Some of those decisions were made with one purpose but had unintended consequences, such as the decision by many companies during World War II to offer health insurance to attract workers and the subsequent decision by the federal government to give employers tax breaks for providing such insurance. The consequence of a decision to try to help the wartime economy was a large private insurance market that meant that price was no longer a factor for most patients in most circumstances. If insurance is footing the bill, you don’t care whether your surgery costs $35,000 or $50,000.

The consequences of other decisions were clear. When government officials lowered reimbursement levels for Medicaid, they knew that it would make privately insured patients more profitable than Medicaid patients.

To try to get a handle on how those decisions play out, I asked the doctors, administrators and academics I interviewed to talk about the way the health care market is skewed. Eventually I wrote a long, dense, reader-unfriendly piece, mainly to make sure I could explain the issues to myself. Then with the help of Greg Borowski (my awesome loaned editor from the Journal Sentinel during my fellowship), I boiled it down to a pretty tight package.

To get at how the system plays out for patients and doctors, I used the story of John Patton Jr., a man I followed over many months as he bounced around the health care system in Milwaukee. Though his overall health care was episodic, disconnected and incomplete, Patton got good and compassionate care nearly everywhere he went. The people in the system were often excellent, but the system kept them from giving him comprehensive care.

Finally, I wanted to show that though such constraints can make it difficult, they don’t make it impossible to give good health care to the poor. It’s possible to change the system, and many providers are doing it. I did a lot of reporting (much of it still to be published in future installments of the occasional Poor Health series) on health care systems that have chosen to focus on the poor. Instead of looking at the bottom line and saying “low-income patients are money losers, let’s keep away from them,” they’ve said, “how can we change the way we deliver care to make the poor less expensive to treat?”
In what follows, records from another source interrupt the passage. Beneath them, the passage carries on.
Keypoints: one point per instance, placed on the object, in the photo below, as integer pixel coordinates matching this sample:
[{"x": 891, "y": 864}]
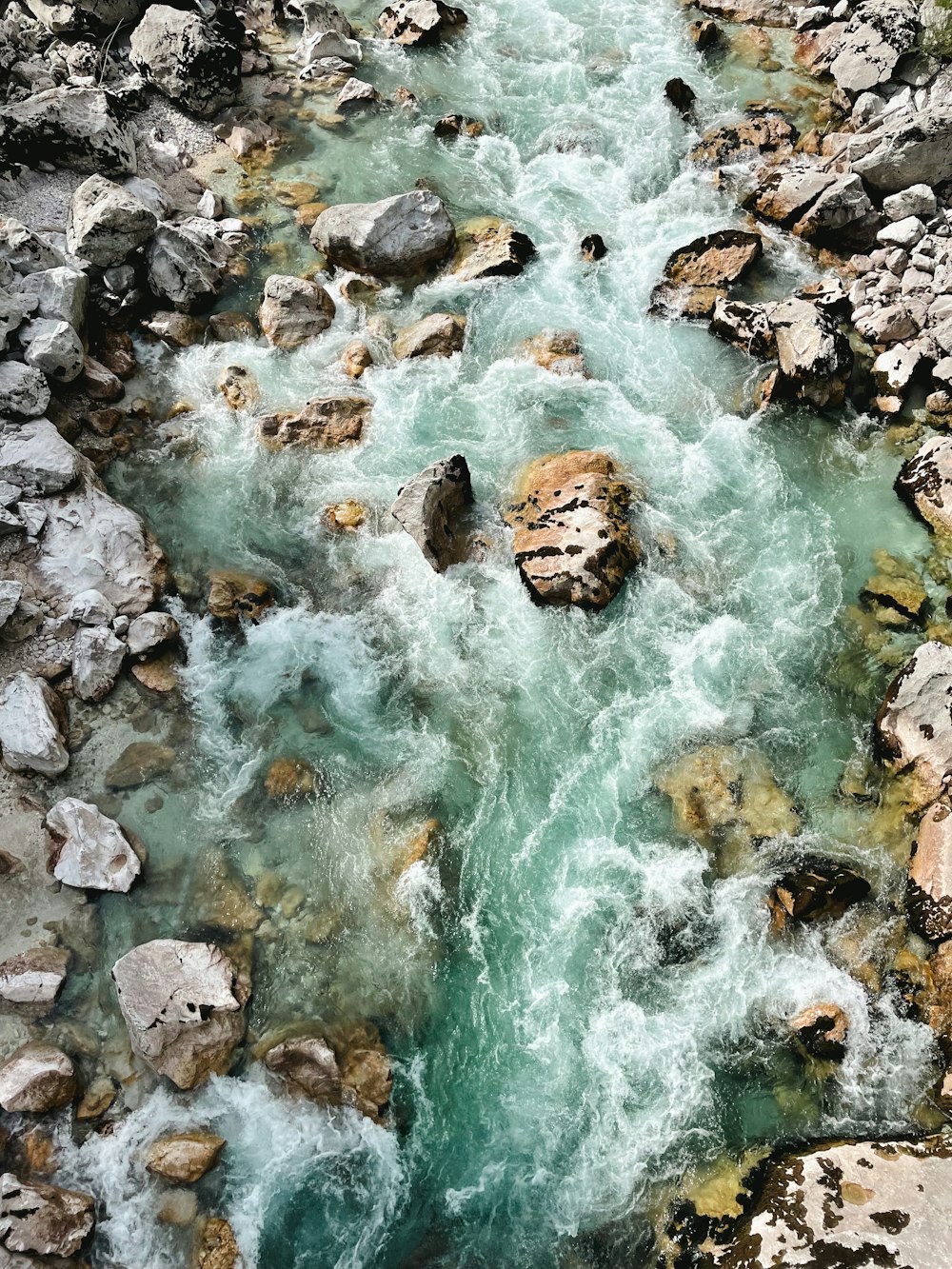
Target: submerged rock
[
  {"x": 573, "y": 542},
  {"x": 187, "y": 58},
  {"x": 32, "y": 726},
  {"x": 324, "y": 423},
  {"x": 185, "y": 1158},
  {"x": 851, "y": 1203},
  {"x": 42, "y": 1219},
  {"x": 183, "y": 1004},
  {"x": 88, "y": 849},
  {"x": 293, "y": 309},
  {"x": 38, "y": 1078},
  {"x": 430, "y": 506},
  {"x": 395, "y": 237}
]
Q: Last thing: Did you have a hard time finding John Patton Jr. and convincing him to tell his story and be photographed? What tips might you have for reporters seeking real people to animate their reporting?

I knew from the start that it would be tough to find a person who would show the challenges I was writing. And I knew that going top-down wasn't going to happen because of HIPAA and health systems' reluctance to open their doors to reporters. Staffers at free clinics tended to be much more open, though, and I spent a lot of time hanging around clinics in church basements and former health care facilities. It's obvious, I guess, but the way to find people for your stories is to spend a lot of time in places where those people are likely to be. Diane De La Santos, who heads a nonprofit in a former hospital, let me spend time at the free clinic there. You couldn't miss the tall man who talks a blue mile, and once I introduced myself to John Patton Jr., I was pretty sure I had my guy. He is a wonderfully engaging, funny and kind man. Also one who's made plenty of bad choices in his life. He had no qualms about talking to me, letting me accompany him to appointments, and being photographed. In fact, he was so open that I knew he could inadvertently open himself to reaction that could hurt him, but I think his candor let me tell a balanced story about him. I was fortunate to find him.


Lillian Thomas is an assistant managing editor at the Pittsburgh Post-Gazette. She spent the 2013-14 academic year as an O'Brien Fellow in Public Service Journalism at Marquette University's Diederich College of Communication, where she collaborated with Marquette students and journalists from the Milwaukee Journal Sentinel.